Data synchronization from MaxCompute node

更新时间:
复制 MD 格式

You can use a Data Synchronization from MaxCompute node in Data Studio to synchronize data from MaxCompute to Hologres. This process allows for faster queries on MaxCompute tables. This topic describes how to create and configure a Data Synchronization from MaxCompute node.

Background

When you use a Data Synchronization from MaxCompute node to query MaxCompute data in Hologres, you must first create an external table in Hologres. This external table links the MaxCompute source table (the table that contains the MaxCompute data to be synchronized) to a Hologres internal table. Data is then synchronized from the source table to the internal table through this link. The external table's schema must match that of the MaxCompute source table. You can also use SQL statements to import data from MaxCompute to Hologres. For more information, see Import data from MaxCompute by using SQL.

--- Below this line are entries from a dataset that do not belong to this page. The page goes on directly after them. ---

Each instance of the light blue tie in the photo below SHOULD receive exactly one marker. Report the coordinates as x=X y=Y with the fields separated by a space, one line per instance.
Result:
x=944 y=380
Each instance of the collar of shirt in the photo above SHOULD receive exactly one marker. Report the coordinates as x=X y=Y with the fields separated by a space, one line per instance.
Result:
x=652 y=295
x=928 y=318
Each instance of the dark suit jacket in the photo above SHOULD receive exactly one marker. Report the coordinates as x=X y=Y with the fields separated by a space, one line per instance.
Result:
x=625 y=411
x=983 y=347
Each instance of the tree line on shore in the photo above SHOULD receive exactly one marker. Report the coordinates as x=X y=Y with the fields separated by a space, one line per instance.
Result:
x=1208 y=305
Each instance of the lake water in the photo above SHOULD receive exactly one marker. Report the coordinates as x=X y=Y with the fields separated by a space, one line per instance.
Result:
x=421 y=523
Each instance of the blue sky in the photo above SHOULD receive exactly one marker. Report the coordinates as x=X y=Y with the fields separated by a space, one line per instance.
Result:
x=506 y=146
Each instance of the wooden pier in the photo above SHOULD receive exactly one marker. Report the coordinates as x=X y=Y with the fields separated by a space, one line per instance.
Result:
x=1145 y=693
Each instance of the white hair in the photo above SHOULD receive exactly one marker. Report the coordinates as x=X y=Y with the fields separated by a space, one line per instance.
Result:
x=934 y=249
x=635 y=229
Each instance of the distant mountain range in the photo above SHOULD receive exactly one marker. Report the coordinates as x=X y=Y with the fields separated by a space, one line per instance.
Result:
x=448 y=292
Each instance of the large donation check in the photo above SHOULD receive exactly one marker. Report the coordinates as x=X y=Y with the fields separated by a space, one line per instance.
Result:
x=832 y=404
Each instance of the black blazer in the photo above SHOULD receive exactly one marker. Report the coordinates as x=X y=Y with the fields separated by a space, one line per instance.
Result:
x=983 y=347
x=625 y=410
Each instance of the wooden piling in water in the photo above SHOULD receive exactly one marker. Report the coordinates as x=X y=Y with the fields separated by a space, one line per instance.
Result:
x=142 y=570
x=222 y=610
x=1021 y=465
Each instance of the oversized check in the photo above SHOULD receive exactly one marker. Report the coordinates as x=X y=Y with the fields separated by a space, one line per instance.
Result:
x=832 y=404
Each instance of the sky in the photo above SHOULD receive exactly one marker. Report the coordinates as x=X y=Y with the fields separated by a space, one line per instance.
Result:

Importing MaxCompute data to Hologres provides better performance than directly querying data by using an external table. For more information about creating an external table to query MaxCompute data, see One-click MaxCompute table schema synchronization node.

Note

The operations described in this topic use the China (Shanghai) region as an example. The user interface may vary in other regions.

Prerequisites

Create a table data synchronization node

  1. Log on to the DataWorks console. In the target region, click Data Development and O&M > Data Development in the left-side navigation pane. Select a workspace from the drop-down list and click Go to Data Development.

  2. Create a Workflow.

    If you have an existing Workflow, skip this step.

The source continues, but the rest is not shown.